Why then are the Tripuri and Meitei considered tribal? In northeastern India, it turns out, the tribal category encompasses all ethnic groups that were historically peripheral to South Asian culture. Speaking Tibeto-Burman or Austro-Asiatic languages, the “tribes” of the region are historically and culturally linked to the peoples of upland Southeast Asia and what is now south-central China. Historically speaking, most of these groups were politically decentralized, but a few developed states of their own. What they have in common is not political and social organization, but rather distance from Indian norms, resentment against incorporation into India, and anger over the influx of outsiders.

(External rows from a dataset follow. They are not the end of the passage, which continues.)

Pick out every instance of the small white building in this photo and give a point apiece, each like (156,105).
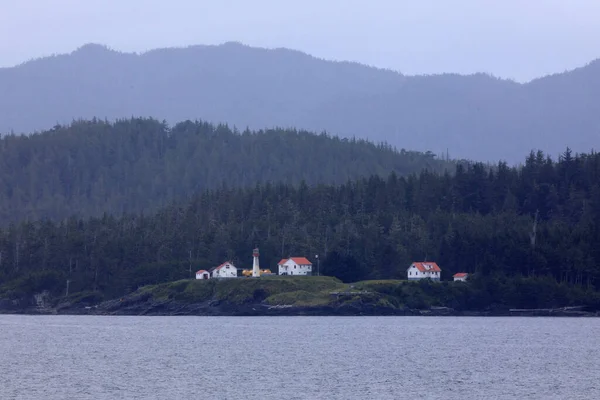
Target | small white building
(423,270)
(202,274)
(460,276)
(294,266)
(225,270)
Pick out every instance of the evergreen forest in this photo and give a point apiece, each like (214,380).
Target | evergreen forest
(537,222)
(93,166)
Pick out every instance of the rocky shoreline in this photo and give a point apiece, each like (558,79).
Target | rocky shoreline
(145,305)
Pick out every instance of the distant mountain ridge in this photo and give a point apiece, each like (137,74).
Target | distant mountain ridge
(477,116)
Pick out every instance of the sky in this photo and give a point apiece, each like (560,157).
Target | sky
(513,39)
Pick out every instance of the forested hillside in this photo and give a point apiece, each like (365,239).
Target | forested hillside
(91,167)
(541,221)
(476,117)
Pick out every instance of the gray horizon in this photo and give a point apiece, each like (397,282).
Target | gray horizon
(513,40)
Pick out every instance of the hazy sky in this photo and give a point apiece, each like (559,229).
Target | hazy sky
(518,39)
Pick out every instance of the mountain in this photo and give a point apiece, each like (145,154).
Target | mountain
(477,116)
(91,167)
(539,222)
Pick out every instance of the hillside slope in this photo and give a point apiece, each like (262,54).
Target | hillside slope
(475,117)
(91,167)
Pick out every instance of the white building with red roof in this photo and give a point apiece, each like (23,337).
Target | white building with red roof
(225,270)
(294,266)
(460,276)
(202,274)
(423,270)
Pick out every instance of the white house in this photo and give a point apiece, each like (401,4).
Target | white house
(423,270)
(225,270)
(295,266)
(460,276)
(202,274)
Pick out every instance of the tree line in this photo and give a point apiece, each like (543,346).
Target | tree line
(538,220)
(93,166)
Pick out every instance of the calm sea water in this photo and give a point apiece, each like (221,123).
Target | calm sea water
(84,357)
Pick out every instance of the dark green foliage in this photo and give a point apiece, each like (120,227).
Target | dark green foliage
(91,167)
(476,116)
(478,221)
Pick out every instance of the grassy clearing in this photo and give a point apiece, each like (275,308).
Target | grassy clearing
(307,289)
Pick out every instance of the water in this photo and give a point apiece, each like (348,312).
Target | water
(85,357)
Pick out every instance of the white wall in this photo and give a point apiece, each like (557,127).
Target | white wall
(226,271)
(291,268)
(414,273)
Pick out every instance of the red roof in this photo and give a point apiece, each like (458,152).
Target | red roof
(297,260)
(222,265)
(426,266)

Map of Northeastern IndiaNortheastern India, although it is substantially larger than Bangladesh, tends to be invisible in the international media, barely registering in the public imagination. Partly this is a product of political unrest itself, as access by journalists and others has been severely restricted. But it is also a product of the way we map the world—and of the structures of academic institutions. Young scholars wanting to study an interstitial place like Tripura or Manipur would have a difficult time, first finding funding for their studies, and then finding a place within the scholarly communities of South Asian or Southeast Asian studies. It is in these hidden ways that our unexamined geographical conventions get in the way of understanding the world.